La transparencia es un criterio de decisión. Las marcas que comunican de forma clara sus procesos, materiales y certificaciones (por ejemplo, el uso de algodón orgánico con sello GOTS o productos veganos certificados) generan mayor credibilidad.
Recomendación para tiendas: exponer de forma visible etiquetas, certificados y materiales informativos técnicos. No limitar la comunicación a lo decorativo.
2. Estética y diseño del espacio como herramienta de atracción
La estética del punto de venta es un lenguaje en sí mismo. Espacios ordenados, bien iluminados y sin saturación visual transmiten calma y coherencia, valores que la Gen Z asocia directamente con calidad y cuidado del producto.
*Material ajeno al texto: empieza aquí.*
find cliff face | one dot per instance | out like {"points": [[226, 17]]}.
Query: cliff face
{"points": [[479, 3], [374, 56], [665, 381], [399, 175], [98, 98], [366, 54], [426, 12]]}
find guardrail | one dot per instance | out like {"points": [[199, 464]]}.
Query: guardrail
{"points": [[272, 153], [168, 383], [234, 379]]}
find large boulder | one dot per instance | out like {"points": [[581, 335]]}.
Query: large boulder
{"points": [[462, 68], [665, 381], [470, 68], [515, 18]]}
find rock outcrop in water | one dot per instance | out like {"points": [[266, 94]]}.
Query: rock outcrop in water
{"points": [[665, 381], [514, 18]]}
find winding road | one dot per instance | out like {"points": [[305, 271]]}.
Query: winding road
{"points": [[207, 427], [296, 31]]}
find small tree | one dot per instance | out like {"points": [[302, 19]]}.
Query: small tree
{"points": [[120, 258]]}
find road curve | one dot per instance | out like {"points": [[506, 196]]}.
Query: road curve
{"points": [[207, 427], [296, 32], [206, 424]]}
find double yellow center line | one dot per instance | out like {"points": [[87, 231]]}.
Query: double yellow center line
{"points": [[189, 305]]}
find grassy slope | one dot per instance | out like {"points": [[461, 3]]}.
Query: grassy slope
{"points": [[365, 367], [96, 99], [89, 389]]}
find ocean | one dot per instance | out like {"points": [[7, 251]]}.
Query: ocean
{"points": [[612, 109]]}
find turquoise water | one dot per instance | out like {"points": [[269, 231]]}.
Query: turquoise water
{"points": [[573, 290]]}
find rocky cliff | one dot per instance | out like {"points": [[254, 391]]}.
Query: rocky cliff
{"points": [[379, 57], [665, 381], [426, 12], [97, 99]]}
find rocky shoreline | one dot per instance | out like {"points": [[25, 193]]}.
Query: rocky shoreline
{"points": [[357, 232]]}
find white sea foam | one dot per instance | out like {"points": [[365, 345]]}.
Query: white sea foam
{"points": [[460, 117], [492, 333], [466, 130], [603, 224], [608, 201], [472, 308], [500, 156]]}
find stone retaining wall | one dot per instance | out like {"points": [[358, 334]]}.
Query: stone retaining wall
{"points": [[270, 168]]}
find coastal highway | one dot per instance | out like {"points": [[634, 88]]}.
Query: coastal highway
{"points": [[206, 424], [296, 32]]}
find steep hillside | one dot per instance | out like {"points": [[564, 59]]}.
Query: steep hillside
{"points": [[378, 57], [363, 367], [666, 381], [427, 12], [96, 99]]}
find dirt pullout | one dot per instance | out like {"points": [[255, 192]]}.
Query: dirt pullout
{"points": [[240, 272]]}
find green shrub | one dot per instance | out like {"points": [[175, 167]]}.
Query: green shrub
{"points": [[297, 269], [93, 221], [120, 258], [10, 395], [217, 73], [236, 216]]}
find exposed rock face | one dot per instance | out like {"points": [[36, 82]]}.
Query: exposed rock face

El escaparate y la exposición interior deben permitir respirar al producto. Menos elementos, mejor seleccionados, y una decoración alineada con lo que se vende ayudan a que el cliente se imagine ese colchón o esa habitación en su propia casa.
La Gen Z busca espacios que acompañen la decisión, no que la aceleren.
3. Interacción personalizada pero con digitalización
La expectativa de ‘trato individual’ ya es generalizada: Salesforce (2023) indica que el 67% de los clientes espera que las empresas entiendan sus necesidades cambiantes. En menores de 30 la exigencia sube: Twilio (2023) muestra que el 75% de Gen Z abandonaría una marca si la experiencia no es personalizada.
Y esto no implica que la tecnología sea el archienemigo, sino todo lo contrario: es una herramienta para investigar sin presión y comprar sin nerviosismos; y luego contar con el vendedor para reafirmar la experiencia. De esta manera, el cliente se informa mejor y toma decisiones con más seguridad. Ahí es donde entran las tecnologías como la realidad aumentada o los catálogos interactivos.
4. Educación clara sobre producto y bienestar
La Gen Z no pregunta. Si no entiende algo, no lo compra. Punto. Esperan que la información esté ahí, clara y rápida, sin tener que buscar demasiado. No van a esperar a que alguien se lo explique.
Por eso es clave mostrar bien las diferencias entre productos, materiales, beneficios y precios. Todo tiene que estar bien explicado, y sin rodeos desde el principio. Y si el equipo de tienda entra en escena, que aporte algo más de lo que ya está viendo. Que les pregunte sobre su rutina, sobre cómo duermen, si duermen solos, si usan el móvil en la cama, si les molesta el frío o el calor…
5. Integración con el canal online
La experiencia física y digital están cada vez más conectadas. La Generación Z consulta online antes de visitar una tienda física. Según Google/Ipsos (2022), el 74% de los consumidores menores de 35 años ha realizado búsquedas online relacionadas con un producto justo antes de adquirirlo en tienda.
Una web mal actualizada o redes sociales sin coherencia visual generan desconfianza.
Recomendación para distribuidores: alinear el mensaje digital con la experiencia en tienda. Usar fotografías reales del punto de venta, aplicar el manual de marca en redes y mantener canales de contacto activos.
6. Participación y comunidad profesional
El cliente joven reacciona positivamente ante formatos que implican interacción o comunidad. Talleres, formaciones o eventos especializados generan una base de confianza y diferenciación.
Bajo este marco, el Club Senttix integra interioristas y distribuidores bajo un ecosistema de contenidos exclusivos, lanzamientos anticipados y formación sobre venta emocional y tendencias. Para los puntos de venta y tiendas, es muy interesante aprovechar estos recursos como fuente de educación e inspiración; además de y como valor añadido en la atención al cliente, ya sea profesional o no.
Adaptarse a la Generación Z no exige cambiar el producto, sino mejorar cómo se presenta, se explica y se experimenta. La clave está en ofrecer un entorno informativo, estético y tecnológicamente preparado, que acompañe la decisión de compra sin imponerla.
Las tiendas que entiendan este perfil de consumidor no solo mejorarán sus resultados, sino que aumentarán la calidad de su posicionamiento frente a un público que será dominante en los próximos años. Conocimiento, consistencia y adaptación son los ejes sobre los que construir una estrategia comercial efectiva para este segmento.